Using Cluster Analysis for Comprehensive Threat Detection
Cyber-attacks are becoming stealthier and with the ability to remain dormant for long periods of time. Some of the ways malware stays hidden include changing their behavior dynamically and autonomously to avoid detection.It can dynamically generate new communication channels known to the malware and the attacker, or sacrifice compromised assets by triggering an alert and trick victimized companies and the security analysts into feeling safe — unaware that the threat persists on other more critical devices. These sophisticated attacks can only be identified through the use of more data. Unfortunately, the more data, the more difficult the analysis.
Analysts are overwhelmed as they wade through terabytes of logs to find, confirm, and mitigate cyber threats, so they often miss the signs and leave the organization open to attacks.
Cluster analysis, a type of unsupervised machine learning, enables companies to solve this problem. By uncovering hidden patterns and structures in large sets of data, it is able to identify indicators of compromise that remain hidden to analysts.
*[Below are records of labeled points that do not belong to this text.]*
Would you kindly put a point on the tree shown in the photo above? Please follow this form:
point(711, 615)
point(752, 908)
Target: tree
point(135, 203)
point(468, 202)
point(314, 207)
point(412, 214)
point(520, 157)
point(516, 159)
Using machine learning for cyber protection
Cluster analysis is like asking an analyst to build a report and cherry-pick all relevant evidence, logs, for each potential threat in all the terabytes of event-logs. By using a machine to build the report, you remove the constraints of the human analyst, and empower him. The machine can go over every cluster, cluster the complete picture, and quickly decide whether the pattern is malicious or benign. Applying clustering allows for more comprehensive data analysis than has ever been possible. Since each cluster contains the wealth of multidimensional information describing the full scope of the attack, we can analyze a cluster for indications of compromise, anomalies, policy violations, and much more. Cluster-wide analysis is far more accurate than other approaches. The machine learning clustering process is a continuous data-driven process that automatically builds, shuffles, and updates the cluster to be accurate, complete, and precise. The analysis and detection is more accurate since there’s far more context to work with: relevant data put in one place, with irrelevant and distracting data (noise) that leads to detection fatigue is carefully out of view. Putting it another way, detection algorithms are sensitive to “garbage in, garbage out” issues.
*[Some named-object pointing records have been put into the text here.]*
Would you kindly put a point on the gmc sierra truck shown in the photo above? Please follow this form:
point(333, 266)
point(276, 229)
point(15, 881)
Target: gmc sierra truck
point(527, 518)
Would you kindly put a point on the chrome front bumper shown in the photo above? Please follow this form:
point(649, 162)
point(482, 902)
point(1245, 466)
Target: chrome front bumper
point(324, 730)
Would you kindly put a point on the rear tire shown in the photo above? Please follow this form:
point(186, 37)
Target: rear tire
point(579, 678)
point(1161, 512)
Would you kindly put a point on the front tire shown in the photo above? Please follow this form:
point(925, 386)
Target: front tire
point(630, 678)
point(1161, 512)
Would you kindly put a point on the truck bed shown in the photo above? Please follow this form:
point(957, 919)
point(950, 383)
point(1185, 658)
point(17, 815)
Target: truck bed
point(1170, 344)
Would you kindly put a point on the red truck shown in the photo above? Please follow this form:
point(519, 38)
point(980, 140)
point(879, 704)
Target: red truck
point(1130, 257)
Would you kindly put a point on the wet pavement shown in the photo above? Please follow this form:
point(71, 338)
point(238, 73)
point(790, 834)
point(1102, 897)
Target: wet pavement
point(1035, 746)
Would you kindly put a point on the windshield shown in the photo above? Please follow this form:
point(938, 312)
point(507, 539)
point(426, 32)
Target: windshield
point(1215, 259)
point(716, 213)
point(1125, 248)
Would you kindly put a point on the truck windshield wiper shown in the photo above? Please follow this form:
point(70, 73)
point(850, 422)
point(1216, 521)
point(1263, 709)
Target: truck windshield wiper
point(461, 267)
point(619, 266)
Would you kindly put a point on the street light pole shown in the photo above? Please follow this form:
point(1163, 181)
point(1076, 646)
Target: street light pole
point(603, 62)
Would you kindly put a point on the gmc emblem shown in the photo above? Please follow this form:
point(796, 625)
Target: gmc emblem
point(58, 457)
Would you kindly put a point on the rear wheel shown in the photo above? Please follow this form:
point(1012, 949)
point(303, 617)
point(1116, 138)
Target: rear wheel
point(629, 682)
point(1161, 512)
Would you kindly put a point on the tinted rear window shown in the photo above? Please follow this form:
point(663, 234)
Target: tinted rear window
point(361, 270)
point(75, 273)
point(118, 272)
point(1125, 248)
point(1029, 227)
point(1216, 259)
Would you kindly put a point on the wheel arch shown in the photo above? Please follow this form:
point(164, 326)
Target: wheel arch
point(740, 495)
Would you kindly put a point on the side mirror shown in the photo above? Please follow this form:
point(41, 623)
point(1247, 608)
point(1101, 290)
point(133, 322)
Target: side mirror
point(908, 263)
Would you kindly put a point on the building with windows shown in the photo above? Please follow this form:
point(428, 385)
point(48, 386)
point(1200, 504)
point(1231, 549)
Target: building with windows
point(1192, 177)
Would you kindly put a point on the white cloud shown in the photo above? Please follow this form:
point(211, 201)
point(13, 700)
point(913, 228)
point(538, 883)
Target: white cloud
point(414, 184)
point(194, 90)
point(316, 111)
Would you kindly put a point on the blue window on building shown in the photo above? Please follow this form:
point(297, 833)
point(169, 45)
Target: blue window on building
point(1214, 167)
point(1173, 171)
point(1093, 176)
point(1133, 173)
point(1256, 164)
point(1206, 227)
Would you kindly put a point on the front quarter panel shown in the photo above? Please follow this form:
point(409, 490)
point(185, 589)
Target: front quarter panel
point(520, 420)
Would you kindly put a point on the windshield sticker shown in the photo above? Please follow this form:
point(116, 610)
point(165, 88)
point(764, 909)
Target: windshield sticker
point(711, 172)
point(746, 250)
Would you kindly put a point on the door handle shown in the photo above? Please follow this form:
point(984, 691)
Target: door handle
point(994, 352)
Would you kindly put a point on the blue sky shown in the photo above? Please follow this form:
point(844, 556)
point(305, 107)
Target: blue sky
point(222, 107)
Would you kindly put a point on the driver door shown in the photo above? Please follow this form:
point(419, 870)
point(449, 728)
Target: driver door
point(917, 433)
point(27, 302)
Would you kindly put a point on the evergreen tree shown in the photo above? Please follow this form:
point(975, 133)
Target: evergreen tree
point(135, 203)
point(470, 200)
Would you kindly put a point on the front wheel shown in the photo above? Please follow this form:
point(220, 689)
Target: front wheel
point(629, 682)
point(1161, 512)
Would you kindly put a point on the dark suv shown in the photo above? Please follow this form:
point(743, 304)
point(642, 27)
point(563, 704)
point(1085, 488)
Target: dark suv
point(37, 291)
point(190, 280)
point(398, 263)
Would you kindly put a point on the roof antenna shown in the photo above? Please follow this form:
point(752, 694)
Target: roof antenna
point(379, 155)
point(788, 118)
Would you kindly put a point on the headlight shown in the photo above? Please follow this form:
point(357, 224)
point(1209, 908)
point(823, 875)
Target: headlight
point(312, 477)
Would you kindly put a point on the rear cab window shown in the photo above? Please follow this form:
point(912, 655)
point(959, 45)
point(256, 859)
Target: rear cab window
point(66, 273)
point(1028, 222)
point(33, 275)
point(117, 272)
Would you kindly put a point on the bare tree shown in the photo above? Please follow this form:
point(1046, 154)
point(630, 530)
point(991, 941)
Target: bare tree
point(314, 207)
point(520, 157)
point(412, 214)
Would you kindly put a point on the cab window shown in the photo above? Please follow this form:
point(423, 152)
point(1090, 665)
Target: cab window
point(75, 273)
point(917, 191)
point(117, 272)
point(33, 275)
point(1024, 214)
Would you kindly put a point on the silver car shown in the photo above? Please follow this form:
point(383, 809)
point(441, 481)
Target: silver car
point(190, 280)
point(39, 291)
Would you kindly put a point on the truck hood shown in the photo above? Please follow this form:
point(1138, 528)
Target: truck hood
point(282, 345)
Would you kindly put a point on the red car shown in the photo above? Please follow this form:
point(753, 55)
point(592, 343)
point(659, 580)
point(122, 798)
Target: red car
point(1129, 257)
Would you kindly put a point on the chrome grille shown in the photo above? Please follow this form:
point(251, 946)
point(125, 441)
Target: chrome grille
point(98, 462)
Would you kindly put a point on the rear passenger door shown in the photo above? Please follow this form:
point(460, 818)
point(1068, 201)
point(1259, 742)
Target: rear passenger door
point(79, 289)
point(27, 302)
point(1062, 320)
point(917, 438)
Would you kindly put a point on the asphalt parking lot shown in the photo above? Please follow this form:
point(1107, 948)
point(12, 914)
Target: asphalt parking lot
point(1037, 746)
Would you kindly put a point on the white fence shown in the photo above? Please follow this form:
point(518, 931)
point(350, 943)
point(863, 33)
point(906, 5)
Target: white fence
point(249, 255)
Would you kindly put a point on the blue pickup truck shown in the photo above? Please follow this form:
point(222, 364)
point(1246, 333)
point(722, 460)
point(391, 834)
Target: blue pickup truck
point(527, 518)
SecBI can discover many advanced threats that can only be detected at the cluster level. In one recent example, SecBI was able to detect a fragmented exfiltration of several infected devices, in which the attacker used multiple servers under their control to send small chunks of data to each server without crossing predefined server thresholds. During the attack, 5GB of data was extracted to multiple destinations. However, once deployed, SecBI was able to easily detect the attack due to the multiple indicators of compromise:
- Large total upload in a single cluster
- Multiple servers accessed by only a few machines, at a time when other machines didn’t access these servers at all
- Beaconing behavior to multiple servers
- Machine-like behavior to most destinations: similar upload size, similar response size, mostly direct connections, etc.
It’s only possible to detect these indicators by looking at the entire network using cluster analysis.
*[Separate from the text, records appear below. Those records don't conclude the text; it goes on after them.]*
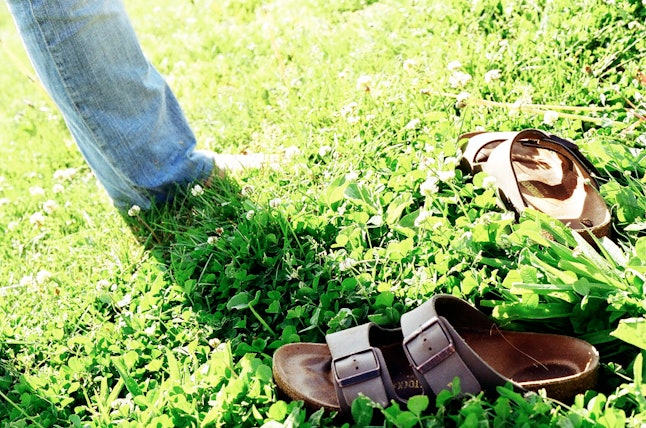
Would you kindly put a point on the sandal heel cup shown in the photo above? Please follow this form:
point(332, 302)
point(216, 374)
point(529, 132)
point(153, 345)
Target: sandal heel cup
point(544, 171)
point(443, 338)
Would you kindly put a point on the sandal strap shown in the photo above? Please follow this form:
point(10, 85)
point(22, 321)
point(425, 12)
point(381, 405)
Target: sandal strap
point(437, 352)
point(500, 164)
point(432, 353)
point(358, 367)
point(475, 149)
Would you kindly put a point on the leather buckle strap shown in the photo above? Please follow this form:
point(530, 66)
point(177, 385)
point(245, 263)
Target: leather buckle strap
point(423, 343)
point(572, 148)
point(356, 368)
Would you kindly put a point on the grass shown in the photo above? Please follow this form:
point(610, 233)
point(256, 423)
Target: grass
point(171, 317)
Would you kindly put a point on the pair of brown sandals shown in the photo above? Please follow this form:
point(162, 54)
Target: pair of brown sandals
point(447, 338)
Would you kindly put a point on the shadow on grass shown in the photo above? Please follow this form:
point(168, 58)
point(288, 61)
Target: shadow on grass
point(243, 267)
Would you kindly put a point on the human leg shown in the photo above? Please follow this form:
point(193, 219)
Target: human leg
point(126, 121)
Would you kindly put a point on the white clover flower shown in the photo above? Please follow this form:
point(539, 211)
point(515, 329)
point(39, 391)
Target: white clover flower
point(26, 281)
point(37, 219)
point(410, 64)
point(324, 150)
point(429, 187)
point(65, 174)
point(197, 190)
point(453, 65)
point(43, 276)
point(346, 264)
point(520, 102)
point(461, 100)
point(413, 125)
point(134, 211)
point(246, 190)
point(292, 151)
point(459, 79)
point(550, 117)
point(488, 182)
point(102, 284)
point(446, 175)
point(422, 217)
point(348, 109)
point(50, 206)
point(491, 75)
point(127, 299)
point(36, 191)
point(363, 83)
point(351, 176)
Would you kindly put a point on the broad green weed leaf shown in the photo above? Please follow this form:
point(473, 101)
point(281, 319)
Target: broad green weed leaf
point(278, 410)
point(173, 365)
point(362, 196)
point(362, 411)
point(640, 248)
point(418, 404)
point(633, 331)
point(131, 384)
point(334, 193)
point(399, 250)
point(239, 301)
point(397, 207)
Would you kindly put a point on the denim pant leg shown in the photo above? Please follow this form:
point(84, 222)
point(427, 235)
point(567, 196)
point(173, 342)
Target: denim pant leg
point(127, 123)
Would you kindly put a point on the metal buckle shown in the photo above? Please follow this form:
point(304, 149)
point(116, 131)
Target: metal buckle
point(437, 357)
point(357, 377)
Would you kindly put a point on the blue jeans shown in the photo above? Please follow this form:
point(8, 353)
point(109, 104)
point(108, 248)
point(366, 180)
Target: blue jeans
point(126, 121)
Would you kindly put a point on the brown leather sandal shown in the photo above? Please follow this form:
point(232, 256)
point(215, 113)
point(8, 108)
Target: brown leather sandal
point(442, 339)
point(545, 172)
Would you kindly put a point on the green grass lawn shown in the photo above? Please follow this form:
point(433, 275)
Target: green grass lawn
point(171, 317)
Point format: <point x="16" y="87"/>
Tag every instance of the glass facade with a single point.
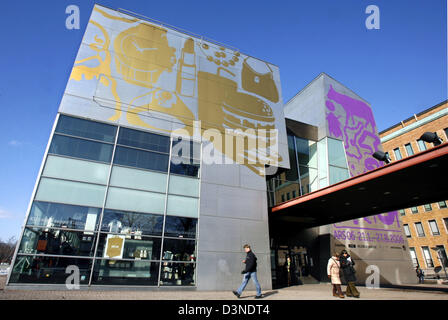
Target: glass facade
<point x="110" y="202"/>
<point x="314" y="165"/>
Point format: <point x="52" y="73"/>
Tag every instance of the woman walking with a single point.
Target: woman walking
<point x="347" y="264"/>
<point x="333" y="268"/>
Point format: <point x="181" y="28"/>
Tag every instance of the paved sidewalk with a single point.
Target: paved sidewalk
<point x="321" y="291"/>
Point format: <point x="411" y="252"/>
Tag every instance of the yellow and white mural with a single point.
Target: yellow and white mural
<point x="134" y="72"/>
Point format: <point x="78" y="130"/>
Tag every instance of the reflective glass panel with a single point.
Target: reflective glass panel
<point x="135" y="200"/>
<point x="144" y="140"/>
<point x="180" y="227"/>
<point x="70" y="192"/>
<point x="48" y="270"/>
<point x="78" y="170"/>
<point x="135" y="273"/>
<point x="421" y="145"/>
<point x="178" y="274"/>
<point x="132" y="223"/>
<point x="306" y="152"/>
<point x="86" y="129"/>
<point x="80" y="148"/>
<point x="336" y="153"/>
<point x="141" y="159"/>
<point x="124" y="246"/>
<point x="63" y="216"/>
<point x="179" y="250"/>
<point x="186" y="148"/>
<point x="184" y="186"/>
<point x="57" y="242"/>
<point x="397" y="154"/>
<point x="184" y="166"/>
<point x="182" y="206"/>
<point x="138" y="179"/>
<point x="409" y="149"/>
<point x="338" y="174"/>
<point x="308" y="179"/>
<point x="292" y="174"/>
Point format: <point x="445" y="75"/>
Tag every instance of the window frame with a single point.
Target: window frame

As we’ve shown in this post, cyber-attacks are becoming more and more sophisticated, making it harder to detect them. The cybersecurity industry must find new methods of detection to outsmart the attackers. By applying methods of data analysis such as machine learning and cluster-based analysis, it becomes possible to easily sift through huge volumes of data and identify where the new threats exist. SecBI has developed a solution that uses machine learning and cluster analysis to protect organizations from the next generation of cyber attacks.